The sun was low over Castlebay by the time we reached Barra, and I’d lost all concern for September. We spent the first night camping above a pristine west-facing beach on Vatersay. Beyond excited, I crashed into the sea like a frenzied spaniel and let the cool sting of her embrace cleanse me of the prior weeks’ tension—I was reminded of my continual gratitude for cold water’s ability to access mental clarity

Outright denial of the future seemed as good an approach as any

Life becomes more immediate on an unsupported expedition. It isn’t possible to ignore the demands of your body on these trips, when your imagination invests so much on your ability to keep going. When thirst, hunger and fatigue become real threats to your body, your mental bandwidth shrinks. You can’t worry about the future because you have to worry about fixing a puncture, riding the miles, finding clean water and a camp spot with enough wind to keep the midgies away. Get those physical demands right, and you’re onto some winning conditions for a focused mind.
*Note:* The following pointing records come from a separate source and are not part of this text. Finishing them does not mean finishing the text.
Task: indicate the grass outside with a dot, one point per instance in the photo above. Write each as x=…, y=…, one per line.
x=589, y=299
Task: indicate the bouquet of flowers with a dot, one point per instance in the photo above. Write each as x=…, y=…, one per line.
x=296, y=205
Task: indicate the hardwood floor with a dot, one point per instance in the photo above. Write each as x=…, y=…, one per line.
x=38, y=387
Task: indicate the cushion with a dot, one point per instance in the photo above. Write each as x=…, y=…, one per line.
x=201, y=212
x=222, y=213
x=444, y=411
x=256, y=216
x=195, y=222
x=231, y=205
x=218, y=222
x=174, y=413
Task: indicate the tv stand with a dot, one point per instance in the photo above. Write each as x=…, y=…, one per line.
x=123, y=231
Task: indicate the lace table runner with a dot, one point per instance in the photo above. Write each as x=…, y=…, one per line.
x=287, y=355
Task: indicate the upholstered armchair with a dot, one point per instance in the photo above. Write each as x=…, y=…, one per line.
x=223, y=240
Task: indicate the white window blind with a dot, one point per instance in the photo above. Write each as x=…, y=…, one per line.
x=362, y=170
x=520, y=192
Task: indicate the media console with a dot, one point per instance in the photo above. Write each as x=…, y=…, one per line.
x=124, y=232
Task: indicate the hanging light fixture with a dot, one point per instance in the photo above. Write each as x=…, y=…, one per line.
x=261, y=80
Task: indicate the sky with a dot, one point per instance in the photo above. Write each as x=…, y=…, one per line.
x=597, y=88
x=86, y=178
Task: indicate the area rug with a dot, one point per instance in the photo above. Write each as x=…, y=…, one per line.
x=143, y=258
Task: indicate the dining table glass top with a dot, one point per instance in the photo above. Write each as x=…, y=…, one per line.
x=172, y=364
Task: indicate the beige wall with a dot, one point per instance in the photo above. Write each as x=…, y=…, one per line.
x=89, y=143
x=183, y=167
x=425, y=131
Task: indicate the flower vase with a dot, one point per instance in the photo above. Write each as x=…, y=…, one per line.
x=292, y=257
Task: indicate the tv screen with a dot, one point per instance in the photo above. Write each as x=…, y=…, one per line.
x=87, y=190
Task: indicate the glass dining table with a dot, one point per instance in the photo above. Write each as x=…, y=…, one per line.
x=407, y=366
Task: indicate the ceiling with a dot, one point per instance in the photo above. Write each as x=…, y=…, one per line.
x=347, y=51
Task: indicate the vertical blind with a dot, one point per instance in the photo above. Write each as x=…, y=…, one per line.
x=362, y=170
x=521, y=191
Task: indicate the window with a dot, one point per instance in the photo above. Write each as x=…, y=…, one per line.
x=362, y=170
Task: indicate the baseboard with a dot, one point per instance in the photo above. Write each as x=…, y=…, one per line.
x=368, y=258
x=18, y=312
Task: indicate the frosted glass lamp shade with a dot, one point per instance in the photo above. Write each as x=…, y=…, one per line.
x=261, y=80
On the islands, the network of rivers, lakes and streams never truly leave the sea. The salt gets into everything. You can taste it in the air and feel its crust on your lips. The locals’ cars at the mercy of fast forming rust. Looking back on these photos, the intertwining patterns of land and sea serve as a reminder that when life is lived in cohesion with the natural rhythms of the ocean, there is nothing staid, nothing settled, and the small stuff wanes in comparison.